The affair about under-inflated footballs seized the national attention in January because, well, the Ebola scare had run out of air. And it had to be called a “gate,” because each and every semi-scandalous something or other since Watergate must be a “gate.” One of these days, a gate-manufacturing company will, in trying to cut costs, produce a line of malfunctioning gates that slap little kids on their backs, spilling them onto the sidewalks, and that scandal will be known as Gategate.

The scandal came about because the Patriots were allegedly using deflated footballs (no junior-high jokes, please) in the AFC Championship game against the Indianapolis Colts, back in January, when there was winter and we weren’t much thinking about global climate change. Apparently, deflated footballs are as bad as using steroids.

(I didn’t think anything was as bad as using steroids except beheading journalists and proposing Obamacare.) Anyway, many years later — OK, only 100 days or so — the Wells Report came and condemned the Patriots, and Brady, for using deflated footballs. Sort of, anyway. The report kept using the phrase “more probable than not” about the Patriots’ actions, which is more or less lawyer-speak for “maybe.” And the report said Brady was “generally aware” of what was going on.

Yeah, I know: “generally aware.” I’m “generally aware” of calculus, but that doesn’t mean that I commit calculus.

Although I’m “generally aware” that some people devoutly believe calculus should be committed.

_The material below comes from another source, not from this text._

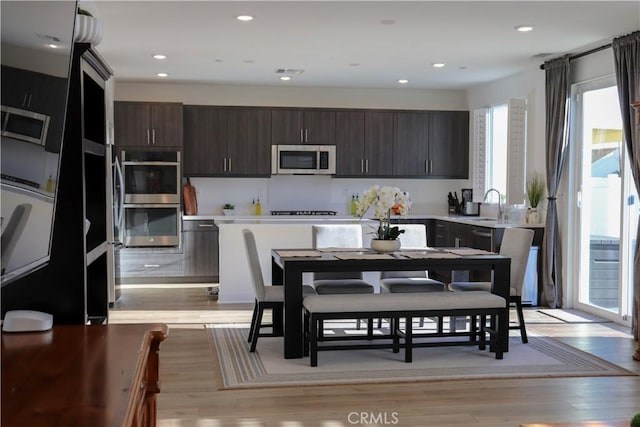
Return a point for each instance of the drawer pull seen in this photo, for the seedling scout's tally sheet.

The report ignored the fact that the two pressure gauges used to test the footballs came up with such different results, that the Colts were also using under-inflated footballs (Should Colt QB Andrew Luck also be suspended? Or was he not “generally aware”?), or that the Moon was in Virgo at the time, so the air pressure on Earth dropped precipitously.

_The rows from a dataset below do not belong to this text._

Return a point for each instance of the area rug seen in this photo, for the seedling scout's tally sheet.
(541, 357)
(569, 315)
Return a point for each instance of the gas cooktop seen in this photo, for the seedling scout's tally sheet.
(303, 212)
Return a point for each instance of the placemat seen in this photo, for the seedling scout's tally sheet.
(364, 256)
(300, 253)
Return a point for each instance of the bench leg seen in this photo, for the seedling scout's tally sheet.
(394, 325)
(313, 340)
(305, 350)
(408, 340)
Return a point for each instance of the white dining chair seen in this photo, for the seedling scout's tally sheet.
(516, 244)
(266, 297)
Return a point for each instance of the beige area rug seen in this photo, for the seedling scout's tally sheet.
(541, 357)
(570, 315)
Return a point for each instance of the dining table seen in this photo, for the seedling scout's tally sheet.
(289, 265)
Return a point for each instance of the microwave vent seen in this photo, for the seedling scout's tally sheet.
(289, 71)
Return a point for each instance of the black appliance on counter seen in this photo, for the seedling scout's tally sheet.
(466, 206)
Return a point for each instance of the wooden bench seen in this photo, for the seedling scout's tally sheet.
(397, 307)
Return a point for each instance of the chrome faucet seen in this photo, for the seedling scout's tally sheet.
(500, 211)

OK, that last bit about Moon/Virgo I made up. But that’s about the level of science the Wells Report used. That report has more holes in it than the Titanic.  As if we weren’t already having enough fun, along trots the Jade Helm 15 conspiracy theory, which apparently deeply concerns Sen. Ted Cruz, R-Texas. (Actually, having “Ted Cruz” and “conspiracy theory” in the same sentence is already having enough fun.)

What? You’ve never heard of Jade Helm 15? What rock from the Sun do you live under? Jade Helm 15 is a military conspiracy to take over the Southwest. 

Yeah, I know; Deflategate was much more fun. Me, I’m still waiting for Gategate. I’m hoping Bill Gates is behind it somehow.